Subject’s participation on time in the study is very important, or the most important, to data quality. Every delay in a visit is a protocol violation that must be recorded and may result in early termination from the study. Writing a wrong date, even by mistake, and have a query on it will not resolve the problem, it can make the situation worsen. Early termination of small amount of subjects can be tolerated, and I’m pretty sure this is taken in account but what can happen if there are many cases of early termination? Maybe there are problems in the study and during a big multi-center trial it is hard for the clinical operations team to zero in or even report issues to the right people. Remote monitoring can help the clinical operations team deal with that kind of problem! It is better to pause the study, have second thoughts and maybe do some amendments, rather than complete the study with unprofessional and unqualified data.

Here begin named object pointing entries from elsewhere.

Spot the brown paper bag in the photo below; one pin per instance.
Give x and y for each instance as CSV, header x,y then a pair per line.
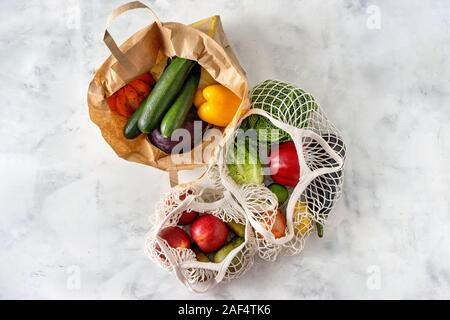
x,y
203,41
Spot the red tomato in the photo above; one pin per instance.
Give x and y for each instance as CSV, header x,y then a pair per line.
x,y
284,165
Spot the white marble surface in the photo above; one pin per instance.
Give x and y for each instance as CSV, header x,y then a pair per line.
x,y
69,207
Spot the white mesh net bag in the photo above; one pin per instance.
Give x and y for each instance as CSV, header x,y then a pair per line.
x,y
198,271
290,123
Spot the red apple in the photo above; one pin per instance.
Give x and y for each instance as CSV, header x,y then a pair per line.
x,y
175,237
187,217
209,233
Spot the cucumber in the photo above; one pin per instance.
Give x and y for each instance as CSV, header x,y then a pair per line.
x,y
225,250
177,113
237,228
163,94
131,129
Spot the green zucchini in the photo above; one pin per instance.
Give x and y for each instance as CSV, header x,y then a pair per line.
x,y
131,129
164,93
177,113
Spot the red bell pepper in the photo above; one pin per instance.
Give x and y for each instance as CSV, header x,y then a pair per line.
x,y
284,165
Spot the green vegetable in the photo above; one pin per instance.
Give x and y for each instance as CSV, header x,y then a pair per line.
x,y
225,250
243,165
237,228
280,191
177,113
265,130
164,93
131,129
284,101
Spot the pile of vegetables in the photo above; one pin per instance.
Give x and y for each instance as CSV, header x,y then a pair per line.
x,y
244,166
166,107
208,236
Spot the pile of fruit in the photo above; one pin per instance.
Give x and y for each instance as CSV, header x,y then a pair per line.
x,y
207,235
159,108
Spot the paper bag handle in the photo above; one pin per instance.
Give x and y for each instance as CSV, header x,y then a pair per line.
x,y
108,39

Never underestimate the capability of people to make mistakes

As I mentioned before, we discovered some very creative dates formats and I think it’s about time to share with you some of them. Are you ready for that?

Generally, cloud-based Web applications for remote monitoring of patients in clinical trials collect date information in a standard dd-Mmm-yyyy format. using date pickers – standard HTML/JavaScript calendar widgets designed specifically for the purpose of ensuring capture of valid dates. You just need to click on a calendar widget and select your required date and ensure recording of a valid date. Sounds easy, no? However, we keep discovering how creative people can be. Instead of clicking inside a calendar widget, they manually enter inventive new dates.

Here are some examples of user creativity in typing that defeat ECRFs: typing Roman numerals (01-XI-2015), typing dates in the local languages of the team  (01-noi-2015), typing unknown date codes (uk-unn-2015) or combinations of the above (nk-XI-2015). There is no limit to creativity in date data entry.  To make matters worse, we’ve often observed that in many of these cases, queries were fired and closed by the CRA because they paid more attention on data existence than to data quality.

The consequences of low quality dates in clinical trials

Clinical trials are based on collections of time-based clinical data. If the dates and time-stamps in the data set are low quality, everything else will be low quality: measurement of study progress using outcome definition and measurement, enforcement of visit protocols and study schedules, measurement of site progress and any clinical parameter that is a function of time, such as cumulative dosing, pregnancy and hundreds of other time-based use cases. I’ll say it again – poor-quality dates in your clinical trial data can be disastrous.

How to resolve date quality issues?

There are several ways to reduce date quality issues, but I think the most important thing is to properly understand the importance of date data and the bad influence of bad data to the clinical trials. The first thing must be better TRAINING of site and CRA teams. They should know and remember that dates must be written in same formats during the trial. Moreover, all data must be entered into the EDC system as soon as possible, and in any case not before, in order to reduce any human errors. Another consideration is the EDC design; a well-designed study build will implement robust date validation at field level including cross-form validation (date of visit 2 must be at least 30 days after visit 1, etc).

And the last but not least we can ensure good quality dates by using remote monitoring tools (and I’m not biased!) that give clinical trial operations a clear and current picture of their date fields quality at all times; and believe me, remote monitoring can rescue your trial!